Related time and date tools
Frequently asked questions
How do I work out what day of the week any date is?
This calculator uses JavaScript's built-in Date object, which applies the proleptic Gregorian calendar (Gregorian rules extended back through history). For paper-and-pencil work, Zeller's congruence and the Doomsday algorithm (John Conway, 1973) both give the answer in under 30 seconds with practice. The formula is: take year code, add month code, add day, modulo 7. The result maps to Sunday through Saturday.
Why do some days appear to repeat on the same date every 28 years?
Because the Gregorian calendar's week-day pattern cycles every 28 years for ordinary years and every 400 years overall (the full cycle that respects all leap-year rules). That is why a calendar from 1998 works for 2026 if neither year crosses a century boundary that breaks the simple 28-year cycle.

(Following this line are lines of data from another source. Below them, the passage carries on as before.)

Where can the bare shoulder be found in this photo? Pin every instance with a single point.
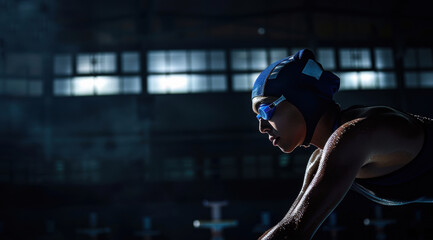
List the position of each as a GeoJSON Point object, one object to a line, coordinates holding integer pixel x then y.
{"type": "Point", "coordinates": [382, 139]}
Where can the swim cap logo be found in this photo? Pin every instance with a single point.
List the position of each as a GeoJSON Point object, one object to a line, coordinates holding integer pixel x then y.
{"type": "Point", "coordinates": [312, 69]}
{"type": "Point", "coordinates": [277, 69]}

The repeat is not exact across century boundaries (1900 was not a leap year, 2000 was).
What is the difference between Gregorian and Julian dates?

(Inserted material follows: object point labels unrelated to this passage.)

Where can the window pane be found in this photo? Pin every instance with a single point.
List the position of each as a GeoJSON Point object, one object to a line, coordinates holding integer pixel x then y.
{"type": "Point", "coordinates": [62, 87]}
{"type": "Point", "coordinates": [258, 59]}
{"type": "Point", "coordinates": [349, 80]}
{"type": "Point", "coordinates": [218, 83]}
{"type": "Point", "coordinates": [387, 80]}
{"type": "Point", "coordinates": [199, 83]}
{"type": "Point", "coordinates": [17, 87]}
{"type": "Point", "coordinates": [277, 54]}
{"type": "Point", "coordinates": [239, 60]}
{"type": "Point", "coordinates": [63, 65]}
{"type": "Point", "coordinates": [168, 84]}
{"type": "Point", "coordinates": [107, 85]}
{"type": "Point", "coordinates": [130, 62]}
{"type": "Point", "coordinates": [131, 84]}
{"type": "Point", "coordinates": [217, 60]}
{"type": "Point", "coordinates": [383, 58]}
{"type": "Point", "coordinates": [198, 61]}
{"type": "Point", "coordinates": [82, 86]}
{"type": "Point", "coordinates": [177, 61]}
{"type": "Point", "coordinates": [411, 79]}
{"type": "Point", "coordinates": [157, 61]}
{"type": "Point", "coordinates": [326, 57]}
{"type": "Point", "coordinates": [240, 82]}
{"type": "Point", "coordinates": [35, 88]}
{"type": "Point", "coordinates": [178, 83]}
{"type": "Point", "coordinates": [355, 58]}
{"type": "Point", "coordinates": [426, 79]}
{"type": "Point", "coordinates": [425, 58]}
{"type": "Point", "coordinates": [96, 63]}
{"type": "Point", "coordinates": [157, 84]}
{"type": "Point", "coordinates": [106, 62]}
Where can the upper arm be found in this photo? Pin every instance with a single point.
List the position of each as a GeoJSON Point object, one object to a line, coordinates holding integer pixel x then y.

The Julian calendar (introduced 45 BCE by Julius Caesar) had a leap year every 4 years with no exceptions, producing an average year of 365.25 days. The Gregorian calendar (introduced 1582 by Pope Gregory XIII) drops the leap year in centurial years not divisible by 400, giving 365.2425 days. By 1582 the Julian had drifted 10 days; the switch jumped 4 October to 15 October. Britain and its colonies (including America) did not switch until 1752.

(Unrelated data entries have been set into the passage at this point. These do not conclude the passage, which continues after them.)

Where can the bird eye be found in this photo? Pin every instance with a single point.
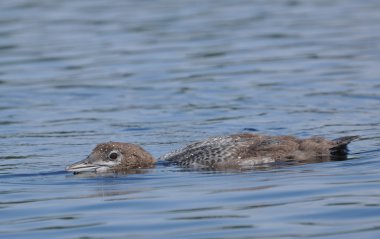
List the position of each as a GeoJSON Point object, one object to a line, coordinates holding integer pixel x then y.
{"type": "Point", "coordinates": [113, 155]}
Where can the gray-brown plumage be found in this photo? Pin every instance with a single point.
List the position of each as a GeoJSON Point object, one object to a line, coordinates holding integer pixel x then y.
{"type": "Point", "coordinates": [238, 151]}
{"type": "Point", "coordinates": [114, 157]}
{"type": "Point", "coordinates": [249, 150]}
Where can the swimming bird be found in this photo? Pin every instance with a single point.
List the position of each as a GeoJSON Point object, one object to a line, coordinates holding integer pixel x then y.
{"type": "Point", "coordinates": [238, 151]}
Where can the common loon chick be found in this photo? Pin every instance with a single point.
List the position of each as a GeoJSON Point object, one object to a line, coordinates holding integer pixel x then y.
{"type": "Point", "coordinates": [114, 157]}
{"type": "Point", "coordinates": [237, 151]}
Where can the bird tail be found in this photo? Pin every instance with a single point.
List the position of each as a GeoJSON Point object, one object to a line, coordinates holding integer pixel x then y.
{"type": "Point", "coordinates": [339, 147]}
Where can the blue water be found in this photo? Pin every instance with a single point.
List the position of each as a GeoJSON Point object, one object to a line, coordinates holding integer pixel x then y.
{"type": "Point", "coordinates": [166, 73]}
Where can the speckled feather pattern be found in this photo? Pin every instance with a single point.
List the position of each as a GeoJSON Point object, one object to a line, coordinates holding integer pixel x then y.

What day of the week was I born?
Enter your birth date in the form above. As a sanity check, here are a few common years: 1 January 1980 was a Tuesday, 1 January 1990 was a Monday, 1 January 2000 was a Saturday, 1 January 2010 was a Friday, 1 January 2020 was a Wednesday. The calculator handles any date from 100 CE onward in modern browsers.
Does this work for dates before 1582?
Technically yes, but with a caveat. The calculator uses the proleptic Gregorian calendar (Gregorian rules extended backward), so it returns the Gregorian day-of-week even for dates in the Julian era. Historians who care about the actual day a Roman, medieval, or early modern document was written should look up the Julian-Gregorian conversion separately. For genealogy after 1752 in English-speaking countries, the proleptic Gregorian is correct.